The Puppets’ first public appearances were impromptu acoustic gigs around New York City this spring.
It didn’t sound much like the record, but it was very enjoyable nonetheless. [The show] was a little bit dodgy. I guess the people in front couldn’t really hear anything, and the sound on the stage kept cutting out and squeaking.
The songwriters each composed a third of the album individually before collaborating on the final third.
Even the ones that we wrote separately, we finished together. We would see however it went in the studio. (Producer/drummer) James (Ford) would suggest sometimes, like, “I think you should sing this one.” We always wanted to do one line each. But after you’ve done that a couple of times, you don’t want to do it on every song. It’s like (Lou Reed’s) “Perfect Day” on the BBC. [Laughs] It was kind of whichever way it fell out. We would just do harmony on some tracks.

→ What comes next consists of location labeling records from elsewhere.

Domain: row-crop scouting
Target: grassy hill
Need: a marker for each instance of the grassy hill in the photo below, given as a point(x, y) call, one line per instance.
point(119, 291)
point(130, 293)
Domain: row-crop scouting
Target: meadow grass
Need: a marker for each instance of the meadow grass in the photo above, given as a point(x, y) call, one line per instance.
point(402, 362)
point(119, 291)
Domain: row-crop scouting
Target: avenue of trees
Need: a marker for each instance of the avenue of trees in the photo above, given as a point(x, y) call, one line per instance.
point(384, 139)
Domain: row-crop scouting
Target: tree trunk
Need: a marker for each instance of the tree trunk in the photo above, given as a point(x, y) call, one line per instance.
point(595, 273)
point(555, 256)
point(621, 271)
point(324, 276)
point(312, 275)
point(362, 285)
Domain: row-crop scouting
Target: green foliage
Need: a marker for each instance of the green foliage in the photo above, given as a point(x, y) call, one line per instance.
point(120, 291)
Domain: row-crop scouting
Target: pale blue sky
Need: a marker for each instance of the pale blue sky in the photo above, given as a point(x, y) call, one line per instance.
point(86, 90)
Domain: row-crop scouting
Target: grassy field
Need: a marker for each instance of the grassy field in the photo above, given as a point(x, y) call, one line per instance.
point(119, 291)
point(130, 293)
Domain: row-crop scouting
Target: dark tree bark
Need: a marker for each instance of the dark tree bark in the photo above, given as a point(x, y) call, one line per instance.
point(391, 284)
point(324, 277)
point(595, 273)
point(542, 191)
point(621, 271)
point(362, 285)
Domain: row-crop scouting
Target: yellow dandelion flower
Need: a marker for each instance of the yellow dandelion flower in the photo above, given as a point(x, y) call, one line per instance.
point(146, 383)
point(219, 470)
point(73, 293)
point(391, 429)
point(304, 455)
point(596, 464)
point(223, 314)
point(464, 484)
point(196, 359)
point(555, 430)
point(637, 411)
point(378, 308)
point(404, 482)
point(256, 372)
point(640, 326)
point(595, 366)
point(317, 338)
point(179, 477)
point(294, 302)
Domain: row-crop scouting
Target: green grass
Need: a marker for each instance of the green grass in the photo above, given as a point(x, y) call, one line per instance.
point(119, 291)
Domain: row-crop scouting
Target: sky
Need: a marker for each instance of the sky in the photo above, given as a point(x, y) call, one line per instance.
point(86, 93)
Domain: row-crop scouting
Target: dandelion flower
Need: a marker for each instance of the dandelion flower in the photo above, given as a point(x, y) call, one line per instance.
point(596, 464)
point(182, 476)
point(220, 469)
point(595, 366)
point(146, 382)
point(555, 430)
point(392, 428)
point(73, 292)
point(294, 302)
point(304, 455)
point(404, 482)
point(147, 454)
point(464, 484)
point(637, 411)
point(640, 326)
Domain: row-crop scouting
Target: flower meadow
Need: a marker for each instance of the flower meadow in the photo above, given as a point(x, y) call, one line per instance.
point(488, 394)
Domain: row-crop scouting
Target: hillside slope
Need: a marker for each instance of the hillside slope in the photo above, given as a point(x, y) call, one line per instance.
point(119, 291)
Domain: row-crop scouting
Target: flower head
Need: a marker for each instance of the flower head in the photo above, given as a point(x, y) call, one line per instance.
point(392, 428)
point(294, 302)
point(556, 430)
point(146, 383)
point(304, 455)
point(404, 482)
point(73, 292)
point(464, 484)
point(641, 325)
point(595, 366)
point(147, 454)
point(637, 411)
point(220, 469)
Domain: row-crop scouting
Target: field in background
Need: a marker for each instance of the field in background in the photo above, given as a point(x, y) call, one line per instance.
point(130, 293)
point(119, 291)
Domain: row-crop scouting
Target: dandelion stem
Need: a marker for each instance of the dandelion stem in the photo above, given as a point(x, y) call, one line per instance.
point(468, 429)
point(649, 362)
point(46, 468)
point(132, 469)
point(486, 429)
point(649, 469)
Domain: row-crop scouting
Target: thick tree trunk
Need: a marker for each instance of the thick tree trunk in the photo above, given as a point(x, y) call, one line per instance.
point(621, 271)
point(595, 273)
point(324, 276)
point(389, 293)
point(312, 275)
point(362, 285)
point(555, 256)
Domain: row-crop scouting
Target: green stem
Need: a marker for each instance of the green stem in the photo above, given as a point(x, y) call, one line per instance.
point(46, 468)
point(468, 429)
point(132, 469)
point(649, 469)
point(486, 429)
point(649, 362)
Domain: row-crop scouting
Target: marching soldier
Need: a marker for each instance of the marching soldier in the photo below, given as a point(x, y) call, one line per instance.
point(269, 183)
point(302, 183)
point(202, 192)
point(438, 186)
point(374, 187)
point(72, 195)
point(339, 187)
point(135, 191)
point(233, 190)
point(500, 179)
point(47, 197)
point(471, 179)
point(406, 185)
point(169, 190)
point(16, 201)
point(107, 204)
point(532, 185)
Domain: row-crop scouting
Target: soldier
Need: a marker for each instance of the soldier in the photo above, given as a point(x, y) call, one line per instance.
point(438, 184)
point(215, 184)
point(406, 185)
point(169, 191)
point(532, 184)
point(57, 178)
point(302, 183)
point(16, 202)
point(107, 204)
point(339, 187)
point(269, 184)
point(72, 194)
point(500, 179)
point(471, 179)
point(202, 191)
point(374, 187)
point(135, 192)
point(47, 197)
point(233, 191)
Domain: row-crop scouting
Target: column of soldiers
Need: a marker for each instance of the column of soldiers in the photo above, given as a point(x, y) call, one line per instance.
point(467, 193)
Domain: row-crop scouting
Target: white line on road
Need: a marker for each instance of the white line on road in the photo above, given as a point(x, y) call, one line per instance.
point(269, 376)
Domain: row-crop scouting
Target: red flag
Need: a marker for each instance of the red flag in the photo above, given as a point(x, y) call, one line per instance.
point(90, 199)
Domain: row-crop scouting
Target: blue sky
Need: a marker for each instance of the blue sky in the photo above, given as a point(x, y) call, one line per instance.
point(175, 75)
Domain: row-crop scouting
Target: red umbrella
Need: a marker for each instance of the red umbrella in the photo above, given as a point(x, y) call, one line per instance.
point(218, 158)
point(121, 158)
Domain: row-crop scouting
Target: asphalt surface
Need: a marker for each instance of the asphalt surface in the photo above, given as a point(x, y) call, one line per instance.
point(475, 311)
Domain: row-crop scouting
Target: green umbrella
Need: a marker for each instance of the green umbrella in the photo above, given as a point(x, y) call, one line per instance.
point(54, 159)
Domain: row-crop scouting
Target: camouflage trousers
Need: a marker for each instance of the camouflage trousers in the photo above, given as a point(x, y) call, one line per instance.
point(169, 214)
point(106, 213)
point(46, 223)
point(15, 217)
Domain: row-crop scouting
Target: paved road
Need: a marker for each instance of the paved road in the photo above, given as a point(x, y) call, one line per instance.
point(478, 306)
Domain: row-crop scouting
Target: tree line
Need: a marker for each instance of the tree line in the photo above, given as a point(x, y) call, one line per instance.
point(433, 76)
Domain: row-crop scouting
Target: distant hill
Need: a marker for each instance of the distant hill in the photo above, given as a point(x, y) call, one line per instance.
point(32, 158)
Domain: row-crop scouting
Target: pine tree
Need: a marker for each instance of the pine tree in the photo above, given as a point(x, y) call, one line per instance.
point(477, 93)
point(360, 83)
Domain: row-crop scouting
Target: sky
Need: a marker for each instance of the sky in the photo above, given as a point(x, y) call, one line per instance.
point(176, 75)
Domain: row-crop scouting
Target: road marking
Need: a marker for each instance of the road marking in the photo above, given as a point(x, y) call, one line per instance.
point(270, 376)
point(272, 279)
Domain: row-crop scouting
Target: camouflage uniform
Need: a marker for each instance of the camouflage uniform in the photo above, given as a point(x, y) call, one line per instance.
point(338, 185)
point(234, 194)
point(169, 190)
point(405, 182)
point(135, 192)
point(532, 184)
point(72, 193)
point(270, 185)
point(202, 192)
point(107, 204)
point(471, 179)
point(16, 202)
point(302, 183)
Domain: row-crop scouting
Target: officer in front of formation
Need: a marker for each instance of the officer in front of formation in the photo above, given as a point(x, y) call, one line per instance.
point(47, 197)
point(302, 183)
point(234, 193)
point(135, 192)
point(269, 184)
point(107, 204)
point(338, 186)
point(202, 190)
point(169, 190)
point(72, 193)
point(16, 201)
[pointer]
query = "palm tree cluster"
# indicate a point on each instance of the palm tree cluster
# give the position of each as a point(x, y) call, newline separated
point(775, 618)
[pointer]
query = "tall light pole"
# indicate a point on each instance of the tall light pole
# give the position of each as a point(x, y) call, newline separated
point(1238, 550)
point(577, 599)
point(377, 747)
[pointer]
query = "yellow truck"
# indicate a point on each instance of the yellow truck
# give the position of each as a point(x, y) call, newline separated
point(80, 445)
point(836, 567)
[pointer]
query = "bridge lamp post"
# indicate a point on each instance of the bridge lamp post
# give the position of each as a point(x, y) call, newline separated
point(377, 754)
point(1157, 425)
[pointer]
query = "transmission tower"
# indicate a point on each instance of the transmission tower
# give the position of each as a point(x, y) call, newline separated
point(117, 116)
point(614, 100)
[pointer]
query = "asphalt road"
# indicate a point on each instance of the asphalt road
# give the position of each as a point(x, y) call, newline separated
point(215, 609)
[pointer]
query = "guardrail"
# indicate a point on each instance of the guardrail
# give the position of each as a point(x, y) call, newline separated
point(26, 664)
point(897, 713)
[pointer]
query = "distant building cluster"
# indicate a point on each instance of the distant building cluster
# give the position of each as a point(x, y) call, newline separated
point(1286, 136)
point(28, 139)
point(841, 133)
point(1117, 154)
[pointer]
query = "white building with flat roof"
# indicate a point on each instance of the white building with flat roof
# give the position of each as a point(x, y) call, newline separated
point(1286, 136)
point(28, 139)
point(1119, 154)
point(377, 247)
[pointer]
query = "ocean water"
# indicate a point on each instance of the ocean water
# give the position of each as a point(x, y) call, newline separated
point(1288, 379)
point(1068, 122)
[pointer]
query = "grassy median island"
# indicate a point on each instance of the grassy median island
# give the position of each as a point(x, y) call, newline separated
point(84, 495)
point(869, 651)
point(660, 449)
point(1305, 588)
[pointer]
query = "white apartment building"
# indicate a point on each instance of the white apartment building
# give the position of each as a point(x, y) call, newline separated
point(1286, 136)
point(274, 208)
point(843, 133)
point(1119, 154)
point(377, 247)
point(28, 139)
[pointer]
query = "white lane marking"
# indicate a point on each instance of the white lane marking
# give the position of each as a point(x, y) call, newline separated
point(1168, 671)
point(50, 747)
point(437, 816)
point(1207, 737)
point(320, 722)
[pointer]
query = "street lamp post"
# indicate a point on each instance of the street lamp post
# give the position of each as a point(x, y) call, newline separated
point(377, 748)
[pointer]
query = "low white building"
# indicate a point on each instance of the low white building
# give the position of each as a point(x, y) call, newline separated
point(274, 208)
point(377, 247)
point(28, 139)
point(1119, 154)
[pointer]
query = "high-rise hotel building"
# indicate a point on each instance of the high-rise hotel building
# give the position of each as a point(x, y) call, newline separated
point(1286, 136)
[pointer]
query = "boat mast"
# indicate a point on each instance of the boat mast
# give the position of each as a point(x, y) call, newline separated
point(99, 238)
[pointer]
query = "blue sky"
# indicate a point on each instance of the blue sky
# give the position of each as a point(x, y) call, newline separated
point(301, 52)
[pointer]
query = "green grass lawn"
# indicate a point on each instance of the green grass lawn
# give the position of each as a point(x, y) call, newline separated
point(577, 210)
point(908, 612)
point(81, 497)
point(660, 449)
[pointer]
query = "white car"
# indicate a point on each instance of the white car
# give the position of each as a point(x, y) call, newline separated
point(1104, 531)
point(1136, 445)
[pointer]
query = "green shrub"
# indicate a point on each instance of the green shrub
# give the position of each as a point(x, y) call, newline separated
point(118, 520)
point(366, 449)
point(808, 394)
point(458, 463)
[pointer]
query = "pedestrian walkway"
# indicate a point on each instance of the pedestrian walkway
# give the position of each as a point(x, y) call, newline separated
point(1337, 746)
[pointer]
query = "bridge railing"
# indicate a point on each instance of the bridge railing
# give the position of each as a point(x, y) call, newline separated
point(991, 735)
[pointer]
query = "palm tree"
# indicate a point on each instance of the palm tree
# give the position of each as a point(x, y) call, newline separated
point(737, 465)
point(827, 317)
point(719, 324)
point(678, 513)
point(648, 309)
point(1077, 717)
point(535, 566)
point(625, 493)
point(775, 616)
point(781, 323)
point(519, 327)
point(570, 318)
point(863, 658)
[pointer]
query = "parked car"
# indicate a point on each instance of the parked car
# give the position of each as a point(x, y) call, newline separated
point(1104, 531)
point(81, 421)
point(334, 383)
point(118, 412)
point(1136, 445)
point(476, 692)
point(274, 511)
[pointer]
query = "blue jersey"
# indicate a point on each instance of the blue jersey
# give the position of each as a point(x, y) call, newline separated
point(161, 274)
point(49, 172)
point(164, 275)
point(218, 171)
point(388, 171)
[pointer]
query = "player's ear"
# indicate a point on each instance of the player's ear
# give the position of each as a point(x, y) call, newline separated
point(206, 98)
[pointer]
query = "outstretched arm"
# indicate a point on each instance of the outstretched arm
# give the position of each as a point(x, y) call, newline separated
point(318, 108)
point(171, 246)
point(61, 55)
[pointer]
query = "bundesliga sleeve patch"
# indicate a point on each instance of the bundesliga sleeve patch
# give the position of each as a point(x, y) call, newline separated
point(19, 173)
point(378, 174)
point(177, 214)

Like the Raconteurs’ Jack White and Brendan Benson, the vocal timbres of Turner and Kane are nearly indistinguishable.
It’s like a double-track sometimes. Maybe it’s because we’ve heard it quite a lot now—and obviously we know the difference—but James says you can tell them apart. You just can’t tell when it changes from one to the other.
Final Fantasy’s Owen Pallett, whose string arrangements appear on every track, originally was a referral.
The label suggested someone else who was a friend of his, and the friend suggested we use him. We met him on tour, and it seemed like he was perfect for it.
Harmonizing is a little-known skill of the Russian Army.
We had them in the studio. [Laughs] Piled ‘em in. That was the idea of the (video) director (Romain Gavras). As soon as he heard the (title) track, he was like, “We need to go to Moscow.” He had all these setups, one of which was the army he got to do the “ahh”s. They’re the real guard. It was [difficult], but it wasn’t as expensive as you’d think. There was a lot of favors going on.
Turner enjoys taking the piss out of the annual BRIT Awards, with previous Monkeys’ acceptance speeches featuring fake band members and costumes pulled from the Village People and The Wizard Of Oz.
We like to take the piss out of most things. It’s all kind of hazy in memory, actually.